In [1]:
from IPython.display import display, Image, clear_output

# Comprehensive Lipidome Automation Workflow (CLAW)

Welcome to CLAW, a tool designed to facilitate and optimize the processing of lipidomic MRM data. This Jupyter notebook encapsulates a suite of tools that streamline the various stages of lipidomics data analysis.

Our toolset enables users to efficiently process MRM data files in the mzML format. Upload a file and CLAW will parse the data into a structured Pandas dataframe. This dataframe includes critical information like sample_ID, MRM transition, and signal intensity. Furthermore, our tool aligns each MRM transition with a default or custom lipid_database for accurate and swift annotation.

Moreover, CLAW is equipped with an OzESI option, a tool to elucidate the double bond location in lipid isomers. This feature allows users to input OzESI data and pinpoint the precise location of double bonds in isomeric lipids. Users have the flexibility to select which double bond locations they want to analyze. Following this, CLAW autonomously predicts potential m/z values and cross-references these predictions with sample data, ensuring a comprehensive and meticulous analysis.

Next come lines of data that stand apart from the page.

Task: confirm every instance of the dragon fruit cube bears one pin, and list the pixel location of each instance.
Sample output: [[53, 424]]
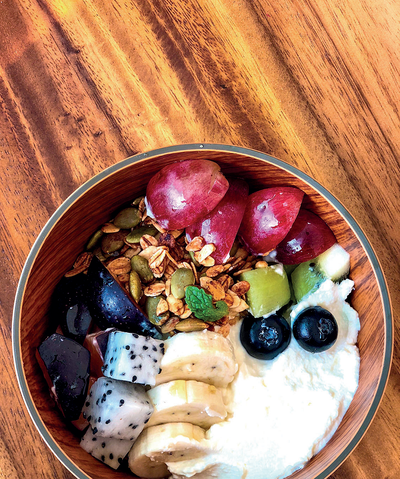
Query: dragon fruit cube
[[117, 409], [133, 358], [109, 450]]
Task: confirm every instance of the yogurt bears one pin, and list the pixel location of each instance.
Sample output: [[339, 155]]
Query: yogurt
[[284, 411]]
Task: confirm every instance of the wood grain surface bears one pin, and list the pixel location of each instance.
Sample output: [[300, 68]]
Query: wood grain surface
[[84, 84]]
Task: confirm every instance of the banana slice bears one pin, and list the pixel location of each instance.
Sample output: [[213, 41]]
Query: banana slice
[[167, 442], [187, 401], [201, 356], [194, 470]]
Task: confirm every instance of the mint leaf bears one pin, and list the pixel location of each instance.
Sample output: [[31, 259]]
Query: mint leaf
[[200, 303]]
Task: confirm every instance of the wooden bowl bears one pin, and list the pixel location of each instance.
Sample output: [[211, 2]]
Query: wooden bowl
[[66, 234]]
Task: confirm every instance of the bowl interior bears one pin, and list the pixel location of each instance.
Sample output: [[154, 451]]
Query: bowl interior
[[97, 202]]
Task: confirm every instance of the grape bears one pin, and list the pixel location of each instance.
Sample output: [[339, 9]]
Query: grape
[[268, 217], [221, 225], [308, 238], [182, 193]]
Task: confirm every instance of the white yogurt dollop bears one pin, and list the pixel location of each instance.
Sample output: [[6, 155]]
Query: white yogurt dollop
[[282, 412]]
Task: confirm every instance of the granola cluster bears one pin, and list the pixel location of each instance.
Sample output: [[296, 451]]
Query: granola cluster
[[144, 258]]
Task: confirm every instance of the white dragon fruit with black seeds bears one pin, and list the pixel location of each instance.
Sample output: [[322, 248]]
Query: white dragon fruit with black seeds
[[134, 358], [117, 409], [109, 450]]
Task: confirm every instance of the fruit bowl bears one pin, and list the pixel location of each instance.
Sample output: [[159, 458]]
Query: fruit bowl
[[66, 234]]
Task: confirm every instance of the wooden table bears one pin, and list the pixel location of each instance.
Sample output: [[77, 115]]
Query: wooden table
[[84, 84]]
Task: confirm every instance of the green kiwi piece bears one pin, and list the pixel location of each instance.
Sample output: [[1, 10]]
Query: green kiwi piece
[[269, 289], [333, 264]]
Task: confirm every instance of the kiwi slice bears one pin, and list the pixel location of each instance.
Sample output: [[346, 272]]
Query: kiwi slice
[[269, 289], [333, 264]]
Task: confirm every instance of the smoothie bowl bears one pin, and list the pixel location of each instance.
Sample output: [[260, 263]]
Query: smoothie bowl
[[238, 384]]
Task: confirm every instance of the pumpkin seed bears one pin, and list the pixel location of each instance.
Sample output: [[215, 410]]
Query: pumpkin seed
[[135, 235], [179, 280], [112, 242], [135, 286], [141, 266], [97, 252], [94, 240], [127, 218], [191, 324], [151, 310], [196, 263]]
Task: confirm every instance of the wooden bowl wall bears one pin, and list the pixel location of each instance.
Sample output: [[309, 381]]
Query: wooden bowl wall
[[66, 235]]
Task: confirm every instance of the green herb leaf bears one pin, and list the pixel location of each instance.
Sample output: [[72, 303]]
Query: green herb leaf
[[200, 303]]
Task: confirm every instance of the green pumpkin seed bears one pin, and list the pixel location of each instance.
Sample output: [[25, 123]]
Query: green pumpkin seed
[[112, 242], [191, 324], [94, 240], [151, 310], [135, 286], [179, 280], [135, 235], [137, 201], [141, 266], [127, 218]]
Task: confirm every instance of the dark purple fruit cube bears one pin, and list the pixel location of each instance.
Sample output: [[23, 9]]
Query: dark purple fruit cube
[[110, 305], [69, 307], [66, 363]]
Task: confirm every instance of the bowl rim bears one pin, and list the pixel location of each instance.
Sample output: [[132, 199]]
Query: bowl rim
[[41, 427]]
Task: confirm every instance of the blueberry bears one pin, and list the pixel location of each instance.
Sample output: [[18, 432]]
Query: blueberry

With automation at its core, CLAW eliminates the need for manual data processing, significantly reducing time expenditure. It is a robust and invaluable tool for handling large volumes of lipid MRM data, accelerating scientific discovery in the field of lipidomics.

In [2]:
#Import all the necessary python libraries
import pymzml
import csv
import os
import pandas as pd
import numpy as np
import plotly.graph_objs as go
import json

#Import all the necessary CLAW libraries
import create_directory
import CLAW

No module named 'ms_deisotope._c.averagine' averagine
No module named 'ms_deisotope._c.scoring'
No module named 'ms_deisotope._c.deconvoluter_base'
No module named 'ms_deisotope._c.deconvoluter_base'
No module named 'ms_deisotope._c.deconvoluter_base'


## Directory and File Management
For structured data management and efficient workflow, the system first ensures the presence of an output directory. If such a directory already exists you can skip this step.

In [3]:
# # Create the output directory. If it already exists you can skip this step.
# create_directory.create_project_folder()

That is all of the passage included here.